# Breeds no longer entering International Trials



## Gillian Schuler (Apr 12, 2008)

It is not all that long ago that in Swiss National Trials, I encountered Airedales, Rottweilers, Great Danes, Giant Schnauzers, Briards (Berger de Brie) Beaucerons (less) Boxers besides German Shepherds and Malinois.

A number of the breed Clubs here in Switzerland are against protection sports.

Internationally, I see Malinois and German Shepherds.

At one time we could assume that dogs that were being bred for sports had healthy limbs. 

Here in Switzerland, they have the 5R Trials, i.e. Rottweilers, Airedales, Boxers, Giant Schnauzers and - blow me - I've forgotten the 5th.

Their idea seems to be not to face the great competition. This will be the downfall of these breeds eventually. With less competition there is less need to breed dogs that will have the physical and mental stamina to succeed.

How is this in other countries?

Even buyers of these breeds may be faced with a physically less able breed???


----------



## Brian Anderson (Dec 2, 2010)

look at all the breeds that are suffering due to the fact that there is no longer practical "work" for them. Therefore no reason to breed by selection for working traits.... but instead by "confirmation" or some other idiot means of grading one dog against another. Whenever a practical application is lost to time the breed that provided that service is soon to go downhill. 

I was recently looking for a heeler for a friend. He wanted a working example to help around his place. I was really surprised at how much trouble I had finding a nice working example. At one time I could find one in a couple calls. When the farming and ranching decreased so did the working examples and with it the reason to breed by selection.


----------



## Brian Anderson (Dec 2, 2010)

"A number of the breed Clubs here in Switzerland are against protection sports."

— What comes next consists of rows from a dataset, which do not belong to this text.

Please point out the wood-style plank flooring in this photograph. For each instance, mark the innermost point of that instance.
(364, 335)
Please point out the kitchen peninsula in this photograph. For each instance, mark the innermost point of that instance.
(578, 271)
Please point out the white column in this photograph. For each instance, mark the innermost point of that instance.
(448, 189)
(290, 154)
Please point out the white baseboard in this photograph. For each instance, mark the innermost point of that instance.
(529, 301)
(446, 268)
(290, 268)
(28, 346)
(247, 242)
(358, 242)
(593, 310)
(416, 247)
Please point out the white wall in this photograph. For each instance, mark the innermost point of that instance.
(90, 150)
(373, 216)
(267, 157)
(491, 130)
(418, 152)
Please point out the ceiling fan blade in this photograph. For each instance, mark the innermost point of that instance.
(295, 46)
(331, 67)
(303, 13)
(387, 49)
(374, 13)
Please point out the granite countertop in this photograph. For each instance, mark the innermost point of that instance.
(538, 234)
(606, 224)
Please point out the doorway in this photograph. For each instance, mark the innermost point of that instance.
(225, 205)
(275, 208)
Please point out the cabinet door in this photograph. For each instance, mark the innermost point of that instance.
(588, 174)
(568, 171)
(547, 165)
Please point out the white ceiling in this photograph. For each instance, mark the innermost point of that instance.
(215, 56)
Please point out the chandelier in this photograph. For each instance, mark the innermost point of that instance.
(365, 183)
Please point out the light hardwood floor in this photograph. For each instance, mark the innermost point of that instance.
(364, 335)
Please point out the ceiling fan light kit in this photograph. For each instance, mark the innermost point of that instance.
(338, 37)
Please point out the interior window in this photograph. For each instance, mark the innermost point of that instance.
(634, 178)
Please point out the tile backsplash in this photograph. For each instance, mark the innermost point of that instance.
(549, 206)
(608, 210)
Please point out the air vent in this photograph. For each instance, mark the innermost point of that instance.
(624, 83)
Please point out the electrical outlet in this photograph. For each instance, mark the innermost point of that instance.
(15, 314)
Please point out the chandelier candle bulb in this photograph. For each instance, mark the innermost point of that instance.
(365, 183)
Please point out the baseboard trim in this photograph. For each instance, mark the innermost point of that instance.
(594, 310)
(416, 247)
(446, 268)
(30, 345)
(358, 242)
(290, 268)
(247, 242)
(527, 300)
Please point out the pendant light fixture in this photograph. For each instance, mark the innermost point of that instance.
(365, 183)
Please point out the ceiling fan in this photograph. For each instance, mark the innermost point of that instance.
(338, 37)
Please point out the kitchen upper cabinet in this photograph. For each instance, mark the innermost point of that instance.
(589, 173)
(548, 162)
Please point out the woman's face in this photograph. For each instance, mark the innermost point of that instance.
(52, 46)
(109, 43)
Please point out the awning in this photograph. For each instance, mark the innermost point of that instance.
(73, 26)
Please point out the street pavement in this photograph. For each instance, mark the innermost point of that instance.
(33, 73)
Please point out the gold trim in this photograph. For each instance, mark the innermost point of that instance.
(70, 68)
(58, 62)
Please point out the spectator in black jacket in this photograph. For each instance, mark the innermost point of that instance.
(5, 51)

when I read stuff like this I cringe. It demonstrates how backwards and bizarre humans can be.


----------



## Brian Anderson (Dec 2, 2010)

Gillian an interesting point to ponder. If the Swiss gov. decided that all bite sports were banned. How long would it take before a true hard core working dog could not be found? Its a topic near and dear to my heart and I have examined it for years. Its almost like evolution moving at breakneck speed.


----------



## Gillian Schuler (Apr 12, 2008)

Gillian Schuler said:


> It is not all that long ago that in Swiss National Trials, I encountered Airedales, Rottweilers, Great Danes, Giant Schnauzers, Briards (Berger de Brie) Beaucerons (less) Boxers besides German Shepherds and Malinois.
> 
> A number of the breed Clubs here in Switzerland are against protection sports.
> 
> ...


----------



## Gillian Schuler (Apr 12, 2008)

The 5th is the Dobermann


----------



## Gillian Schuler (Apr 12, 2008)

Brian Anderson said:


> Gillian an interesting point to ponder. If the Swiss gov. decided that all bite sports were banned. How long would it take before a true hard core working dog could not be found? Its a topic near and dear to my heart and I have examined it for years. Its almost like evolution moving at breakneck speed.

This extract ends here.